Spain scraps value-added tax on staple foods in aid package
MADRID (AP) — Spain on Tuesday announced a new series of measures including scrapping valued-added tax on staple food, such as bread and milk, and is extending rent and eviction controls to help ease the economic crisis caused by Russia’s war in Ukraine.
Prime Minister Pedro Sánchez announced the measures in an end-of-year speech. The government said it would also cut VAT on cooking oil and pasta from 10% to 5%. Fish and meat products were excluded from the tax reductions.

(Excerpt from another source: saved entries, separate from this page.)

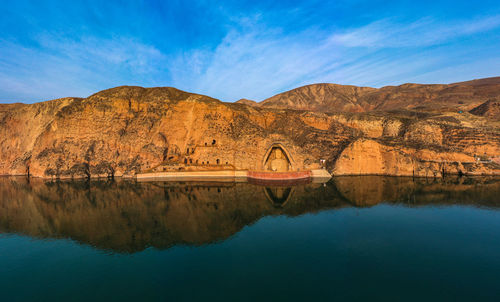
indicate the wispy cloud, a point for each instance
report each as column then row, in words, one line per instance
column 256, row 62
column 60, row 67
column 423, row 32
column 247, row 54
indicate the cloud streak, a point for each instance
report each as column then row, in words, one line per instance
column 257, row 62
column 231, row 52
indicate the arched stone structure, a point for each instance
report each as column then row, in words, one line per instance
column 277, row 159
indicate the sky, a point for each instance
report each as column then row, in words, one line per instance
column 240, row 49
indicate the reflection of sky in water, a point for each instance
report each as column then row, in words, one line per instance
column 390, row 238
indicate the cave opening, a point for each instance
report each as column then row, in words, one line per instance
column 277, row 160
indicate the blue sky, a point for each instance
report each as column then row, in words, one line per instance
column 240, row 49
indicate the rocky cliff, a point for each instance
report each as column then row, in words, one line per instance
column 129, row 130
column 343, row 98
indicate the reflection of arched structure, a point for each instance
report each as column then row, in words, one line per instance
column 278, row 196
column 277, row 159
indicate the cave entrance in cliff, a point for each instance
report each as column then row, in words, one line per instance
column 277, row 159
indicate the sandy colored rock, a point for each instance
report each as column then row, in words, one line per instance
column 126, row 130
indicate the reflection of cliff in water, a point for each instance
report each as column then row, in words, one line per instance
column 127, row 216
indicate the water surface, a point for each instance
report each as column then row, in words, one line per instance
column 354, row 238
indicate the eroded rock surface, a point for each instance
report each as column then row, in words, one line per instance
column 129, row 130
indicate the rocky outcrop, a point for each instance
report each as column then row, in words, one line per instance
column 489, row 109
column 344, row 98
column 246, row 102
column 127, row 130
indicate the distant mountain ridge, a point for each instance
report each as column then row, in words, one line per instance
column 326, row 97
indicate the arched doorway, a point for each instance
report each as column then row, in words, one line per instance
column 277, row 159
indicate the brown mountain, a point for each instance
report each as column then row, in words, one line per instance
column 246, row 102
column 424, row 97
column 490, row 109
column 131, row 130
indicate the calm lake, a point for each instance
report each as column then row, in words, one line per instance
column 353, row 238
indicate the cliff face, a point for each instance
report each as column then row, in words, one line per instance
column 129, row 130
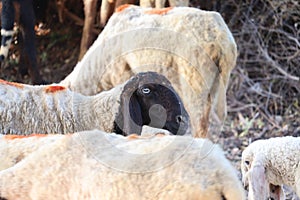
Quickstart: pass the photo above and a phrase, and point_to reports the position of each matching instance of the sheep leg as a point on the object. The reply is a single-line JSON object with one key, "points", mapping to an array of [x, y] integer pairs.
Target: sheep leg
{"points": [[7, 18], [27, 20], [87, 34]]}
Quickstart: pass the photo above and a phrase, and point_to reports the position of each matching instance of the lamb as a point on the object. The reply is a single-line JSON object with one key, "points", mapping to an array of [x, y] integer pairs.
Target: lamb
{"points": [[145, 99], [193, 48], [28, 50], [268, 164], [97, 165]]}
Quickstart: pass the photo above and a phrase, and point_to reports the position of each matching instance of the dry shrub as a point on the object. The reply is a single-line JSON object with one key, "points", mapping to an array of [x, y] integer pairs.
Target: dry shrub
{"points": [[264, 93]]}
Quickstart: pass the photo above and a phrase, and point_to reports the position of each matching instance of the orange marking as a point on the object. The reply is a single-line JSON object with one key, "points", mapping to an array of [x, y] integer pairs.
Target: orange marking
{"points": [[54, 88], [12, 137], [122, 7], [161, 11], [18, 85]]}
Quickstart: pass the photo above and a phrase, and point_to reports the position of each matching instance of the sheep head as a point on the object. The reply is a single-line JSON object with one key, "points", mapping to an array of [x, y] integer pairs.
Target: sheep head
{"points": [[253, 167], [148, 98]]}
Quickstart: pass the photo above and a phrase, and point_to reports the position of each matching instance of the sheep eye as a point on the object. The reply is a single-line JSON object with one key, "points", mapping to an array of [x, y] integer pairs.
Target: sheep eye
{"points": [[146, 90]]}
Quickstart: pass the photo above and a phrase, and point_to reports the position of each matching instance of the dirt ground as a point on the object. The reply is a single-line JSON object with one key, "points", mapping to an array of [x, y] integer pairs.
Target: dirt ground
{"points": [[263, 101]]}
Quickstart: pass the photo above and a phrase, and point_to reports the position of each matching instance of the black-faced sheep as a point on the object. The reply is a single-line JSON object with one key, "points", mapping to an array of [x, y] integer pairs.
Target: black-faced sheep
{"points": [[193, 48], [145, 99], [28, 50], [268, 164], [97, 165]]}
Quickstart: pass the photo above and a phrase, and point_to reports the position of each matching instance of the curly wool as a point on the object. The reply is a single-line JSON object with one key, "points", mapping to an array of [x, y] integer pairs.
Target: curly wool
{"points": [[97, 165], [26, 109], [279, 156], [193, 48]]}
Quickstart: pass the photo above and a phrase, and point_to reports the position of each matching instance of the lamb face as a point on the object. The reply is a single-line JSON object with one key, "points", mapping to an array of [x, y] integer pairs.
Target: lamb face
{"points": [[149, 99]]}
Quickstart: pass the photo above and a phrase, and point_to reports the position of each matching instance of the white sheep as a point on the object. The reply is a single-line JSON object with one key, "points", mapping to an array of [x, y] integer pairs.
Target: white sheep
{"points": [[193, 48], [161, 3], [145, 99], [268, 164], [97, 165]]}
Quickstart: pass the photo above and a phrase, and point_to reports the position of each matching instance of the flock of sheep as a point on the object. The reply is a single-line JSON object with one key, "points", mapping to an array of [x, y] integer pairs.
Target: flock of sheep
{"points": [[128, 84]]}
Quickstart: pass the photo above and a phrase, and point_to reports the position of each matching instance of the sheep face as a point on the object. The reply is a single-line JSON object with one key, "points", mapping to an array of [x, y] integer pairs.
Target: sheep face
{"points": [[255, 179], [149, 99]]}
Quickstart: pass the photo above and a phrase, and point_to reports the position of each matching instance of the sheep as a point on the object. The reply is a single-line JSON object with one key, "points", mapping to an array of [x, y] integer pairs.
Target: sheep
{"points": [[161, 3], [268, 164], [108, 7], [28, 50], [193, 48], [97, 165], [145, 99]]}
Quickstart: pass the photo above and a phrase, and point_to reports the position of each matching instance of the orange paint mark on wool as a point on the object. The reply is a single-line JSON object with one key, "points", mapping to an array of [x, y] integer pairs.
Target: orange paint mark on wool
{"points": [[18, 85], [54, 88], [161, 11], [122, 7], [12, 137]]}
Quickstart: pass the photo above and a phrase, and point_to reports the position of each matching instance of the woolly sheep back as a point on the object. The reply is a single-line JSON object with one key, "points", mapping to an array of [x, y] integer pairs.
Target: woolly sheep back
{"points": [[27, 109], [198, 169], [193, 48]]}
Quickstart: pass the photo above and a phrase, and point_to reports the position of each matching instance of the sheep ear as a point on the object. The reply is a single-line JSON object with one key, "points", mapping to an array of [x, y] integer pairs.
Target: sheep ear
{"points": [[129, 118], [258, 185]]}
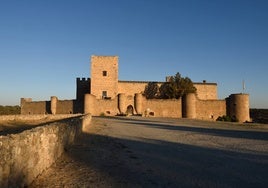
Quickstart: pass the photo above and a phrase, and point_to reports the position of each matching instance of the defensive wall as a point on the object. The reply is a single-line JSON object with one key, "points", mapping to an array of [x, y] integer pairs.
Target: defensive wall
{"points": [[26, 155], [104, 94], [190, 106], [54, 106]]}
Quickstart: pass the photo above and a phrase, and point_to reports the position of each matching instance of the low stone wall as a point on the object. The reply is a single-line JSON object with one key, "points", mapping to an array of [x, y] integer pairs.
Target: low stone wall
{"points": [[26, 155], [36, 117]]}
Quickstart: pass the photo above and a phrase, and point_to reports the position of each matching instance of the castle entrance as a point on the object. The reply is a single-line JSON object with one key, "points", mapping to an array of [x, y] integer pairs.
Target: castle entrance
{"points": [[130, 110]]}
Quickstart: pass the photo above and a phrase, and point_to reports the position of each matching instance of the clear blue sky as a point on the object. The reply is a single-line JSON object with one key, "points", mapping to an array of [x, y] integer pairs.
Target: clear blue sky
{"points": [[45, 45]]}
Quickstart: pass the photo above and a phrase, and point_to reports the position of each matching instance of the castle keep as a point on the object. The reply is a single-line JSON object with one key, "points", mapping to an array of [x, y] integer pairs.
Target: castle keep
{"points": [[104, 94]]}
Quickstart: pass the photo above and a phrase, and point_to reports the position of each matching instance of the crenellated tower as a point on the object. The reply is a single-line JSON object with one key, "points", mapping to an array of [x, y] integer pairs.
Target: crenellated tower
{"points": [[104, 76]]}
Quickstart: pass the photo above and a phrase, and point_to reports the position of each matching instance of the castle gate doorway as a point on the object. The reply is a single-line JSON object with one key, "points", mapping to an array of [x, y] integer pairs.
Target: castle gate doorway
{"points": [[130, 110]]}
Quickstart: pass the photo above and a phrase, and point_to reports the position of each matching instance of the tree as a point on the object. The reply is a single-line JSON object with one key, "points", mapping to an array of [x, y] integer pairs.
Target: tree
{"points": [[176, 87], [151, 90]]}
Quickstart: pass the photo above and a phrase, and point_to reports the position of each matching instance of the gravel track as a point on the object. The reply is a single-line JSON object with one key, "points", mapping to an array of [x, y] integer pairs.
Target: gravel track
{"points": [[162, 152]]}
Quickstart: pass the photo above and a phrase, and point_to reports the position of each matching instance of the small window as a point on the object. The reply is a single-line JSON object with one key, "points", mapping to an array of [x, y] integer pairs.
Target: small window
{"points": [[104, 94], [104, 73]]}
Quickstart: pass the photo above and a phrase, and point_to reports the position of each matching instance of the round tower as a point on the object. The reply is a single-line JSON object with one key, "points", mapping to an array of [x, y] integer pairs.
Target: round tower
{"points": [[138, 103], [122, 99], [239, 107], [189, 105], [89, 104], [53, 104]]}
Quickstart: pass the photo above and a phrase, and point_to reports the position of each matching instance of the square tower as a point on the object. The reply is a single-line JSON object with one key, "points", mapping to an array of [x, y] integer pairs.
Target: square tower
{"points": [[104, 76]]}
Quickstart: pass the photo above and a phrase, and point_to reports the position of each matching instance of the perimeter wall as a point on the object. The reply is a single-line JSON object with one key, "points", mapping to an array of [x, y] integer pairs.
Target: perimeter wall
{"points": [[25, 155]]}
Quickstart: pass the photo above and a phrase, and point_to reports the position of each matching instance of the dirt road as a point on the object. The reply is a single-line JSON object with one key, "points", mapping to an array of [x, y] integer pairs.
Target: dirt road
{"points": [[154, 152]]}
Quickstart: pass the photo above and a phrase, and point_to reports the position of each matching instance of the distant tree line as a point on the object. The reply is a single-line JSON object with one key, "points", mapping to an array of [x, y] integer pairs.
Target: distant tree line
{"points": [[9, 110], [174, 88]]}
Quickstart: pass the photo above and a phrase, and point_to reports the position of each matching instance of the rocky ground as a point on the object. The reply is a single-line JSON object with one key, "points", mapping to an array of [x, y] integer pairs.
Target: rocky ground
{"points": [[155, 152]]}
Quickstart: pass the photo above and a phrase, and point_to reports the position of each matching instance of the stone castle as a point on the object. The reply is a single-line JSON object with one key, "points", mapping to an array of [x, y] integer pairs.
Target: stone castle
{"points": [[104, 94]]}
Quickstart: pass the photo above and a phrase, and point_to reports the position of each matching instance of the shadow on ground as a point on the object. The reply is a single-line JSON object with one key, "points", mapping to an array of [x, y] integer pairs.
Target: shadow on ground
{"points": [[153, 163]]}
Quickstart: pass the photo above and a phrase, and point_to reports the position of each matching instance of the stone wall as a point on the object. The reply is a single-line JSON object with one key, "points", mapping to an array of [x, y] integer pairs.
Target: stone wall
{"points": [[210, 109], [25, 155], [104, 76], [36, 107], [44, 107], [131, 87], [162, 108]]}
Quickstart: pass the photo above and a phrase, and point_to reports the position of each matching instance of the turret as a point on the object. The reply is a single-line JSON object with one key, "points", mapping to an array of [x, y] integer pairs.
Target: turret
{"points": [[238, 107], [189, 105]]}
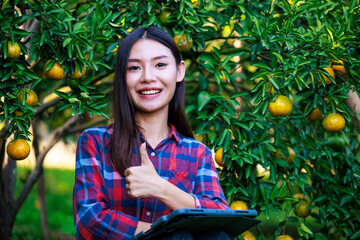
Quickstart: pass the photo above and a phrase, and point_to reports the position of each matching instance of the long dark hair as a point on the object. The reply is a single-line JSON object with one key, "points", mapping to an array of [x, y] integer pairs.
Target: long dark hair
{"points": [[125, 132]]}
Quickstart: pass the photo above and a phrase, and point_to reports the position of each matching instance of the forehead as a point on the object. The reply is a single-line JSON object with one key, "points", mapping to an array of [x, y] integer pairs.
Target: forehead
{"points": [[149, 48]]}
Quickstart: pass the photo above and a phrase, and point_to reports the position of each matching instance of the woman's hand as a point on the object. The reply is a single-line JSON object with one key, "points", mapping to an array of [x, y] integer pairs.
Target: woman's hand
{"points": [[143, 181]]}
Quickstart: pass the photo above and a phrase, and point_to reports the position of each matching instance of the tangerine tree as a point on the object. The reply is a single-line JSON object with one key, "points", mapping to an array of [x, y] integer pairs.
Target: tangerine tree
{"points": [[257, 72]]}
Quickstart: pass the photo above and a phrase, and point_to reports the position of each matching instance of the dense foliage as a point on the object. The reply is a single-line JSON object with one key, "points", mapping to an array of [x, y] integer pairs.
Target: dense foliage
{"points": [[241, 55]]}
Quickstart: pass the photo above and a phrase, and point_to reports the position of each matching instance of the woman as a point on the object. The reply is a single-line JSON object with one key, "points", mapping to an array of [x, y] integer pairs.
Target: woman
{"points": [[147, 162]]}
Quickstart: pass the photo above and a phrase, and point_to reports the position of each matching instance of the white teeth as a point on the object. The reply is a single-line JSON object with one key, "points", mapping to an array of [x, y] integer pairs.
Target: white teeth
{"points": [[149, 92]]}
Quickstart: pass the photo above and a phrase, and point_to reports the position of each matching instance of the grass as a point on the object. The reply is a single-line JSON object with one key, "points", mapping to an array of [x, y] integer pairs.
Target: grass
{"points": [[58, 185]]}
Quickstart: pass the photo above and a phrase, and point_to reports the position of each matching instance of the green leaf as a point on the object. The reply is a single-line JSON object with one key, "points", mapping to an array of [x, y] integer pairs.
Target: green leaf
{"points": [[62, 94], [203, 99], [305, 228], [278, 56], [67, 41]]}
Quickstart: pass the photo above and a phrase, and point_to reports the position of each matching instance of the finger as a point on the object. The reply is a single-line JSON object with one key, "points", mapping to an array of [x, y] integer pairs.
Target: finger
{"points": [[127, 172], [145, 160]]}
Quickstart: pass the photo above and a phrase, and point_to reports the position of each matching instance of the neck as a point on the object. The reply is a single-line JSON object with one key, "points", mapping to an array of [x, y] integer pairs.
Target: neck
{"points": [[153, 126]]}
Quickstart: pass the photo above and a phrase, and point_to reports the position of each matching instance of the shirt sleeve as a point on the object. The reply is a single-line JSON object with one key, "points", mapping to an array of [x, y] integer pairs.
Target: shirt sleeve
{"points": [[92, 217], [208, 193]]}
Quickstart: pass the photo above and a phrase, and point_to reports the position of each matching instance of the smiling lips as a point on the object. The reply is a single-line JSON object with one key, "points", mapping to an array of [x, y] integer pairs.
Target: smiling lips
{"points": [[150, 92]]}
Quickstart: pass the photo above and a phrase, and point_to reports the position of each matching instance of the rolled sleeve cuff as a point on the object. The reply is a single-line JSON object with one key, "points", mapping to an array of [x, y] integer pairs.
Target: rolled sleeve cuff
{"points": [[197, 201]]}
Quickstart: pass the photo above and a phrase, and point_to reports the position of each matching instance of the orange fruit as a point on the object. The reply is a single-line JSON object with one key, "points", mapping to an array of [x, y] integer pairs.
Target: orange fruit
{"points": [[338, 67], [56, 72], [18, 149], [301, 209], [315, 114], [300, 196], [247, 235], [13, 51], [31, 97], [281, 106], [332, 74], [262, 173], [73, 83], [288, 157], [183, 42], [238, 205], [219, 158], [333, 122], [77, 75], [166, 17], [284, 237], [222, 76]]}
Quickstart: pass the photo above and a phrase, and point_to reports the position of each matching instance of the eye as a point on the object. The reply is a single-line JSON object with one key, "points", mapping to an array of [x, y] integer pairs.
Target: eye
{"points": [[160, 65], [133, 68]]}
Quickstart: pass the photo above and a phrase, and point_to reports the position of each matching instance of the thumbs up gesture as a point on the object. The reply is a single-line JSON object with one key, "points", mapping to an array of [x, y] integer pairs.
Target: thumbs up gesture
{"points": [[143, 181]]}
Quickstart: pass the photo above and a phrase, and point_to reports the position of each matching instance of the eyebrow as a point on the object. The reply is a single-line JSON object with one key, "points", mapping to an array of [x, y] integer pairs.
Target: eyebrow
{"points": [[155, 58]]}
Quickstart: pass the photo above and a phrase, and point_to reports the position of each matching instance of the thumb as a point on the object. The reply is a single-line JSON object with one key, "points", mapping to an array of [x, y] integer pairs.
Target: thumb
{"points": [[145, 160]]}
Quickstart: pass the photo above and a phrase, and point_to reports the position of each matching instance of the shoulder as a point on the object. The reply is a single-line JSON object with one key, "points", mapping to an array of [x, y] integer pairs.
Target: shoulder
{"points": [[97, 134], [192, 143], [97, 131]]}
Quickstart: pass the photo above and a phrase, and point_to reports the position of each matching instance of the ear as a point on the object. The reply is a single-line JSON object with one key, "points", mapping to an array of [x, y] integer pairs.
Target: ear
{"points": [[181, 68]]}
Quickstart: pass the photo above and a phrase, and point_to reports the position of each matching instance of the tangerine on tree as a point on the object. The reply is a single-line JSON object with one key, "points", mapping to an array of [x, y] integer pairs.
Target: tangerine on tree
{"points": [[300, 196], [301, 209], [333, 122], [13, 51], [166, 17], [76, 74], [31, 97], [183, 42], [56, 72], [281, 106], [18, 149], [73, 83], [239, 205]]}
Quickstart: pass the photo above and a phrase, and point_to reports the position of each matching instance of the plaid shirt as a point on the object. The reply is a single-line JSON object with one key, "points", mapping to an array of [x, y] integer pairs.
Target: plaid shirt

Sánchez said the three packages of aid measures passed since the start of the war in February would cost about 45 billion euros ($48 billion), including 10 billion for the latest round of measures.
He said the aim was “to protect the middle and working classes given the rise in the cost of living, energy and food.”
Although inflation and energy prices in Spain have fallen sharply in recent months, many Spaniards continue to suffer severely from a crisis that started with the COVID-19 pandemic in 2020 and was exacerbated by the war.
The government will maintain a cut in the tax on electricity, from 10% to 5%, for another six months as well issuing a new check of 200 euros for people earning less than 27,000 euros a year. He said the check would benefit 4.2 million homes.
The government extended the suspension of evictions of poor people, a measure that has been in effect since the COVID-19 pandemic. It said people whose house rents are up for renewal in the next six months can seek a six-month extension on their contracts with no change in the monthly payments.
The government also maintained free commuter and short-distance train travel for frequent users for all of 2023. It added mid-distance urban bus transportation into the package. Fuel discounts for truck drivers were also to be continued.
The measures will take effect Jan. 1.